Writers Write is a resource for writers. Enjoy this post by American author, Dean Koontz on overcoming self-doubt.
Dean Koontz is an American author of many bestselling novels. He was born 9 July 1945.
He won an Atlantic Monthly fiction competition when he was in college and has been writing ever since. His books are published in 38 languages and he has sold over 500 million copies to date.
He says: “Write what you are most passionate about writing. Don’t scope the market and write what you think is currently hot. What is currently hot will not be hot three years from now, and you won’t at that time want to be labelled as a writer of that particular genre. Make your own genre as best you can.”
He also speaks about how he channels his self-doubt. We found this advice on overcoming and using self-doubt to his advantage on his website.
Dean Koontz On Overcoming Self-Doubt
“I have more self-doubt than any writer I’ve ever known. That is one reason I revise every page to the point of absurdity!

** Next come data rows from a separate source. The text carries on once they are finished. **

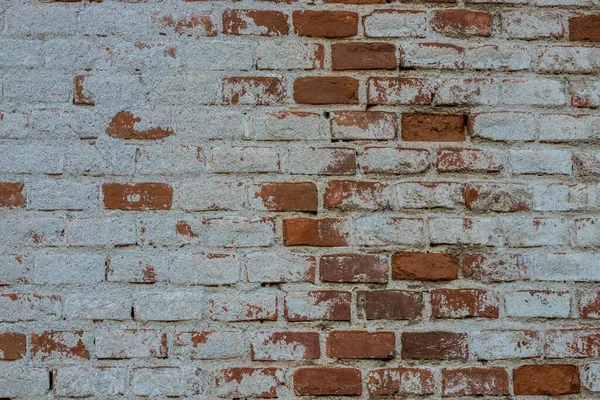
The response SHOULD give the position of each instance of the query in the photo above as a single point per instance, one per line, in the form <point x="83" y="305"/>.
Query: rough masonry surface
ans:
<point x="290" y="199"/>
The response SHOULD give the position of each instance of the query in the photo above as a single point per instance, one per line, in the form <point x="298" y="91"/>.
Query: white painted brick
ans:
<point x="60" y="268"/>
<point x="219" y="55"/>
<point x="537" y="92"/>
<point x="105" y="231"/>
<point x="571" y="266"/>
<point x="432" y="55"/>
<point x="83" y="381"/>
<point x="286" y="125"/>
<point x="104" y="304"/>
<point x="242" y="307"/>
<point x="534" y="232"/>
<point x="566" y="127"/>
<point x="289" y="55"/>
<point x="505" y="344"/>
<point x="504" y="126"/>
<point x="395" y="23"/>
<point x="112" y="343"/>
<point x="166" y="381"/>
<point x="209" y="345"/>
<point x="541" y="161"/>
<point x="40" y="19"/>
<point x="138" y="266"/>
<point x="497" y="58"/>
<point x="587" y="232"/>
<point x="453" y="230"/>
<point x="51" y="194"/>
<point x="532" y="25"/>
<point x="168" y="306"/>
<point x="469" y="91"/>
<point x="22" y="380"/>
<point x="391" y="160"/>
<point x="275" y="268"/>
<point x="427" y="195"/>
<point x="380" y="230"/>
<point x="246" y="159"/>
<point x="239" y="232"/>
<point x="169" y="160"/>
<point x="28" y="307"/>
<point x="205" y="269"/>
<point x="538" y="304"/>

The positive aspect of self-doubt – if you can channel it into useful activity instead of being paralysed by it – is that by the time you reach the end of a novel, you know precisely why you made every decision in the narrative, the multiple purposes of every metaphor and image. Having been your own hardest critic you still have dreams but not illusions. Consequently, thoughtless criticism or advice can’t long derail you.
You become disappointed in an agent, in an editor, in a publisher, but never discouraged. If anyone in your publishing life were to argue against a particular book or a career aspiration for reasons you had not already pondered and rejected after careful analysis, if they dazzled you with brilliant new considerations, then you’d have to back off and revisit your decisions. But what I was told never dazzled me.”
Because he has worked through every page, powered by his self-doubt, Dean Koontz is able to move forward with confidence.